Compute Heavy-Caller Percentages
Company: Meta
Role: Data Scientist
Category: Data Manipulation (SQL/Python)
Difficulty: hard
Interview Round: Technical Screen
You are given two tables that track voice calls and daily active users for a messaging app.
**Table: `call_events`**
- `call_id` BIGINT — unique call identifier
- `event_time` TIMESTAMP — time when the call started, stored in UTC
- `caller_user_id` BIGINT — user who initiated the call
- `recipient_user_id` BIGINT — user who received the call
- `country_code` STRING — country of the call session, using ISO-style country codes such as `GB`
**Table: `daily_active_users`**
- `activity_date` DATE — date of user activity in UTC
- `user_id` BIGINT — active user identifier
- `country_code` STRING — user country on that date
Assume:
- The analysis date is the most recent date available in `daily_active_users`.

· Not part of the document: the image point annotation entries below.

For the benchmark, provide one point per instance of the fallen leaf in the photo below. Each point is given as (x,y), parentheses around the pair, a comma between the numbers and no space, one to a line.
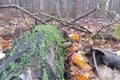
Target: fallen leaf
(74,36)
(78,59)
(118,53)
(80,77)
(2,55)
(75,47)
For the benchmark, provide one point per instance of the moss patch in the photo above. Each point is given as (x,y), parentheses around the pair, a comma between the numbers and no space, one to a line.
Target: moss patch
(50,35)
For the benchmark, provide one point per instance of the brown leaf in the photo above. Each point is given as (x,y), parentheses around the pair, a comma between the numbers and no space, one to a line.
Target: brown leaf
(78,59)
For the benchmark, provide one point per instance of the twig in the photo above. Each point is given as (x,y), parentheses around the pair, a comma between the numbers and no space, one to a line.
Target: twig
(96,67)
(24,10)
(109,12)
(104,27)
(84,15)
(63,22)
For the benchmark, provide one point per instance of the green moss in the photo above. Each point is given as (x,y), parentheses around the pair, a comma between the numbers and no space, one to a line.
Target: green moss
(51,35)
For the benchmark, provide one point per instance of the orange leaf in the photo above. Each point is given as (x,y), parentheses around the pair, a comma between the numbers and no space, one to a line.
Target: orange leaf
(80,77)
(75,47)
(7,38)
(74,36)
(78,59)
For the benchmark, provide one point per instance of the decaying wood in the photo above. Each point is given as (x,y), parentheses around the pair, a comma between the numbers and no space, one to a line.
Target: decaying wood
(84,15)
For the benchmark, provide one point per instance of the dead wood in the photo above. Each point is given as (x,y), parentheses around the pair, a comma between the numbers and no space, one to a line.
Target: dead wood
(84,15)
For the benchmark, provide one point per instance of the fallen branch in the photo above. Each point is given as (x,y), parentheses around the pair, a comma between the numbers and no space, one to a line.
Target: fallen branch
(24,10)
(84,15)
(109,12)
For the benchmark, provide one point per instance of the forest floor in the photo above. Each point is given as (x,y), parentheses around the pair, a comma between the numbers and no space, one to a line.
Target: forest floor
(90,55)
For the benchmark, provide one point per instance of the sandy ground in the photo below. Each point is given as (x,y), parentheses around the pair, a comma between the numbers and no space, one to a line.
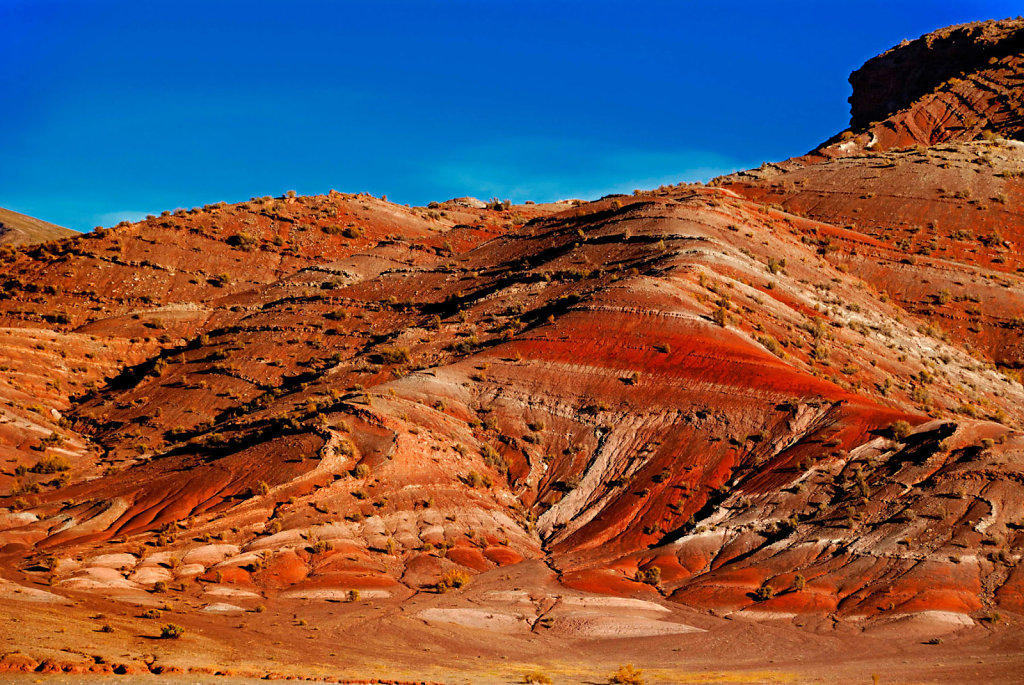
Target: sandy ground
(495,631)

- The phrase **"last 7 days"** means the 7-day window ending on the analysis date, inclusive.
- For call-volume calculations, each row in `call_events` represents one completed call attempt.

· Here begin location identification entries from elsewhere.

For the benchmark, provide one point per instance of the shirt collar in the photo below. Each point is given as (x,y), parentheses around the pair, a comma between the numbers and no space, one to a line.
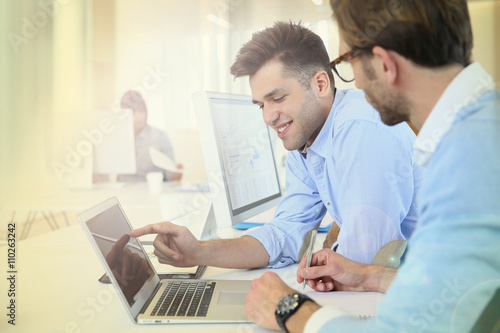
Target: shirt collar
(465,88)
(320,145)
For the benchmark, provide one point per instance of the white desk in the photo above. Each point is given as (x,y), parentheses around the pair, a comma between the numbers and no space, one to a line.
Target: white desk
(57,290)
(142,208)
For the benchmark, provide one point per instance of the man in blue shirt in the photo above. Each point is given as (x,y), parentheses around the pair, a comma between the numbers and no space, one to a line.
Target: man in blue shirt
(417,68)
(342,159)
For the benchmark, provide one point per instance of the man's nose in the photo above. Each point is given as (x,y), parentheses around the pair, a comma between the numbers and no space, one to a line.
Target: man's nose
(271,114)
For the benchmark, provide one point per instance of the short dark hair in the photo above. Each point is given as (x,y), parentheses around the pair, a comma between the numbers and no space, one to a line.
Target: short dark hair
(301,52)
(431,33)
(133,100)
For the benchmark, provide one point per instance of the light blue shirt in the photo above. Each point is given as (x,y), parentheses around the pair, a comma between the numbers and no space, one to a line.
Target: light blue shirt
(452,269)
(358,169)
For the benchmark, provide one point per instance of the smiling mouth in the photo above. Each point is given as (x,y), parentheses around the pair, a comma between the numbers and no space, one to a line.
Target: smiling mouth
(282,128)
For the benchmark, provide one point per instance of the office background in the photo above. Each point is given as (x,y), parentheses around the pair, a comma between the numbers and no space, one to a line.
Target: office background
(64,61)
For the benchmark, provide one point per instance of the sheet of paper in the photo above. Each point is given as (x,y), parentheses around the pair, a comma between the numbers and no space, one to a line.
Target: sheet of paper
(357,303)
(162,161)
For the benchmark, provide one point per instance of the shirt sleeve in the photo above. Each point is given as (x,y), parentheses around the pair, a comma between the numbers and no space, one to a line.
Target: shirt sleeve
(376,188)
(297,213)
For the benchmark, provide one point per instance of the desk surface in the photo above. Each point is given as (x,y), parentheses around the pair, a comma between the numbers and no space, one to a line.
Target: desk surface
(57,290)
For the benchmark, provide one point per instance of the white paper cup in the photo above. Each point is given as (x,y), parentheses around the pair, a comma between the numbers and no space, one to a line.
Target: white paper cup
(155,182)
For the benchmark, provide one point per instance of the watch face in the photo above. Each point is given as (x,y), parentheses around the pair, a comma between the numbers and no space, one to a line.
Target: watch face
(288,303)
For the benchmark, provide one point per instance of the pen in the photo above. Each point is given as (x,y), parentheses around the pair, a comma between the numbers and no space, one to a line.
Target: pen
(309,253)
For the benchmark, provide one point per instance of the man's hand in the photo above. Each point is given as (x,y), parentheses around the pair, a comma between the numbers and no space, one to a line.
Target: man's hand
(129,269)
(331,236)
(262,299)
(330,270)
(174,245)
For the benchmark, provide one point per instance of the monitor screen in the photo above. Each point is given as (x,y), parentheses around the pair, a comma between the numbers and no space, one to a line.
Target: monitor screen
(239,157)
(114,146)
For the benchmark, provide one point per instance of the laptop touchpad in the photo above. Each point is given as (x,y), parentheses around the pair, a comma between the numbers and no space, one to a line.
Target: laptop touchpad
(232,298)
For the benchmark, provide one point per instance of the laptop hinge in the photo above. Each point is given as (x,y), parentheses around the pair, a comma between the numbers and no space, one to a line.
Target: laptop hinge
(150,299)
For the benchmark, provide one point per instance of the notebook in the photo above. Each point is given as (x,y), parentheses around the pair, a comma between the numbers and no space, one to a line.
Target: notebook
(146,298)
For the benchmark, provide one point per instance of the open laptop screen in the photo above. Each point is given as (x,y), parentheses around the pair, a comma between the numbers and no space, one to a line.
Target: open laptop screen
(122,253)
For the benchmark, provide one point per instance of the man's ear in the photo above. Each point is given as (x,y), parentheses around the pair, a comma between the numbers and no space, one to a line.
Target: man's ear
(387,64)
(321,82)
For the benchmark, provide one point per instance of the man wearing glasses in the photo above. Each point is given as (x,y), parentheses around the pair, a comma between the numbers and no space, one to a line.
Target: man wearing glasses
(417,68)
(342,159)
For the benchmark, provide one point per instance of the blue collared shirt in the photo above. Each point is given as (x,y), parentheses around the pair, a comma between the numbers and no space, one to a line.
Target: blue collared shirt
(360,171)
(452,269)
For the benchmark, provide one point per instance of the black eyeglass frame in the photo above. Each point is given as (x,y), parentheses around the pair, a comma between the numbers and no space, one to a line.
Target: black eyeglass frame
(348,56)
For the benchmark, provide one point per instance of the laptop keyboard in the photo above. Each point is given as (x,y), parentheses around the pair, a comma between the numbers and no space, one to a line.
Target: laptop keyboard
(185,299)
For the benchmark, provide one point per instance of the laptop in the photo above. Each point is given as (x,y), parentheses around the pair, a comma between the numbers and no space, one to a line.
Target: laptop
(147,298)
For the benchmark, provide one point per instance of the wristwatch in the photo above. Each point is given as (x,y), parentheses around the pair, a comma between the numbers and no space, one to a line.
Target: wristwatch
(287,306)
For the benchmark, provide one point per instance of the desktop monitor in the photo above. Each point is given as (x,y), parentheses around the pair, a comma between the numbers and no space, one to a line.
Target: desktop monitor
(114,146)
(239,159)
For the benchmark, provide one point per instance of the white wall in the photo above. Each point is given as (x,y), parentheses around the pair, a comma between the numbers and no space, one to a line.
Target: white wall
(185,45)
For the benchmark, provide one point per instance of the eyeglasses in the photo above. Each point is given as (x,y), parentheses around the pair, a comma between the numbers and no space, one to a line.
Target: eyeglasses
(342,67)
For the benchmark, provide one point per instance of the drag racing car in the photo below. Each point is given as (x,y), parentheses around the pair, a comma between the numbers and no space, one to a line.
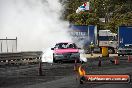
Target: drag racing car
(65,51)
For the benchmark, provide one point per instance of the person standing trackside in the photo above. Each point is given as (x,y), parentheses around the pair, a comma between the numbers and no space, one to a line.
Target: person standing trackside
(91,48)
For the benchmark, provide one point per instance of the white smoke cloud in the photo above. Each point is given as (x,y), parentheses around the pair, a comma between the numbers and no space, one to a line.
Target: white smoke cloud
(36,23)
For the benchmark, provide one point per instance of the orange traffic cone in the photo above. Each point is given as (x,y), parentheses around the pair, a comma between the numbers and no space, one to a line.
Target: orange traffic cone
(129,59)
(116,60)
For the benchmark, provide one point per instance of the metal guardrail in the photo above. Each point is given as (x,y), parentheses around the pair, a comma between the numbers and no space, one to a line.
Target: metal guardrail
(20,57)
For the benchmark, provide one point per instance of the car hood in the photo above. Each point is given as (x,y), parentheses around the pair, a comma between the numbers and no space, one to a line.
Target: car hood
(61,51)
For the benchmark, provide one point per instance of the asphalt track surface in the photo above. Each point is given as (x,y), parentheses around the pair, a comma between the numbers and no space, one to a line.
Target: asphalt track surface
(62,75)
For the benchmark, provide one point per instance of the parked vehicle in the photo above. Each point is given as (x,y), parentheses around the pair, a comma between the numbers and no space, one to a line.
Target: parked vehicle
(124,40)
(65,51)
(84,35)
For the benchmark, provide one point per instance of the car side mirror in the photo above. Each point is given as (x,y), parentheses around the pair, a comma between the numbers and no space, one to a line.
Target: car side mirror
(52,48)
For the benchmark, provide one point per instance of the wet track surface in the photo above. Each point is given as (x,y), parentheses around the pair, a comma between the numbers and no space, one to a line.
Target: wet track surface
(61,75)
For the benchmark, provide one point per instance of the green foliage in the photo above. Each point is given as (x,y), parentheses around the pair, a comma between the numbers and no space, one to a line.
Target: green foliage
(116,12)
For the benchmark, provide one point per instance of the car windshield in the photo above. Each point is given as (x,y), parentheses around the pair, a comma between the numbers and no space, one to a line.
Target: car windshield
(65,45)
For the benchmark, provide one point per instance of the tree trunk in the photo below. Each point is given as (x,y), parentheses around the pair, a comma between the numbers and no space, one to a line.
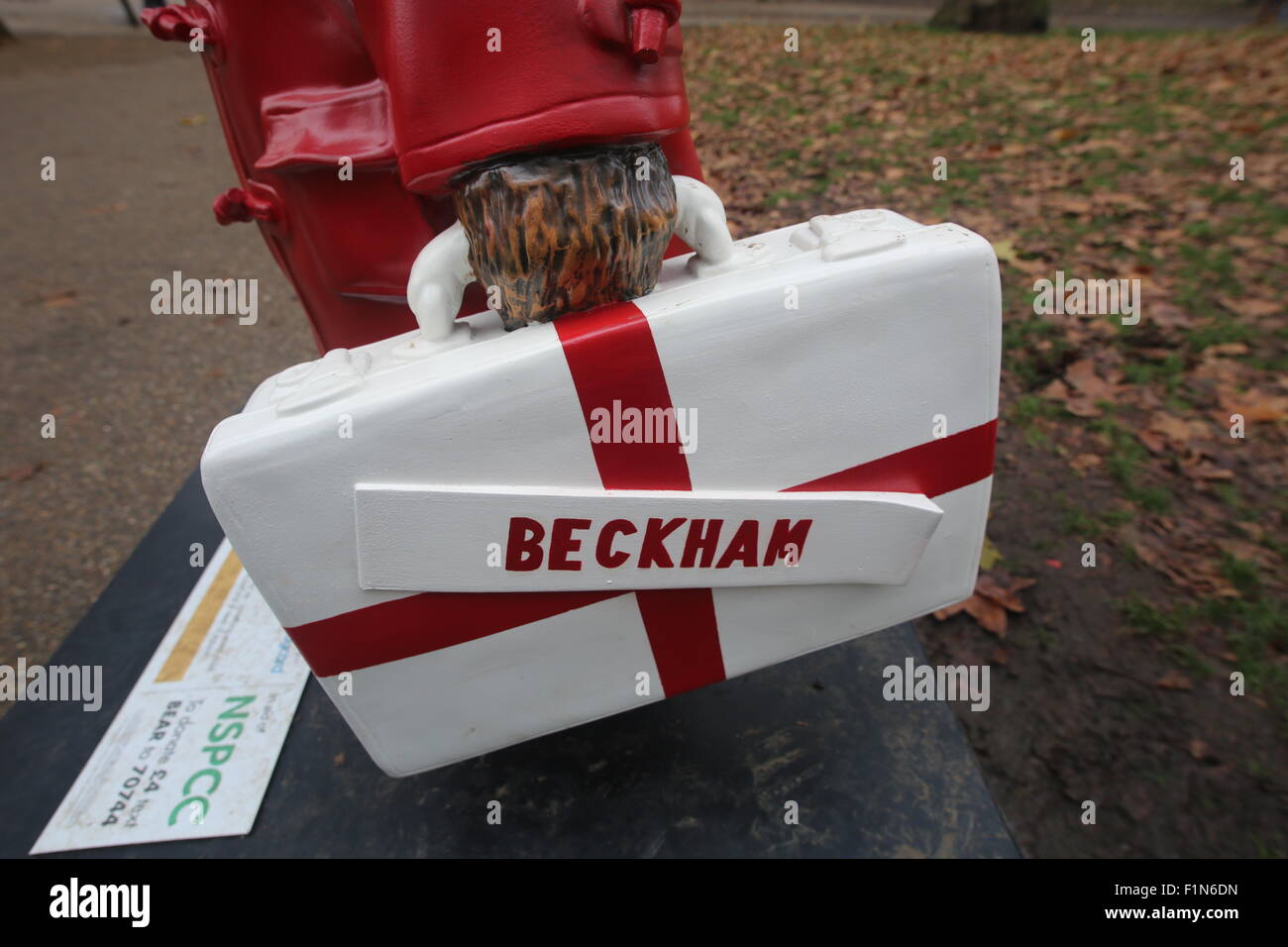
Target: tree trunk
(993,16)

- For question 2, a user's total call count includes both roles: calls made as caller and calls received as recipient.
- `GB` refers to users in Great Britain.
Write SQL for the following two tasks:
1. Compute the **percentage of distinct callers** who made **at least 20 calls** in the last 7 days.
- A "caller" is defined using `caller_user_id` only.
- Output columns:
- `analysis_date` DATE
- `pct_callers_ge_20` DOUBLE
2. Compute the **percentage of GB daily active users** on the analysis date who had **at least 50 total calls** in the last 7 days.
- Total calls = calls as `caller_user_id` + calls as `recipient_user_id`.
- The denominator should be GB users who are active on the analysis date in `daily_active_users`.
- Output columns:
- `analysis_date` DATE
- `pct_gb_dau_ge_50_calls` DOUBLE
Quick Answer: This question evaluates proficiency in time-windowed data aggregation, user-level counting and percentage calculations using SQL or Python for analytics tasks.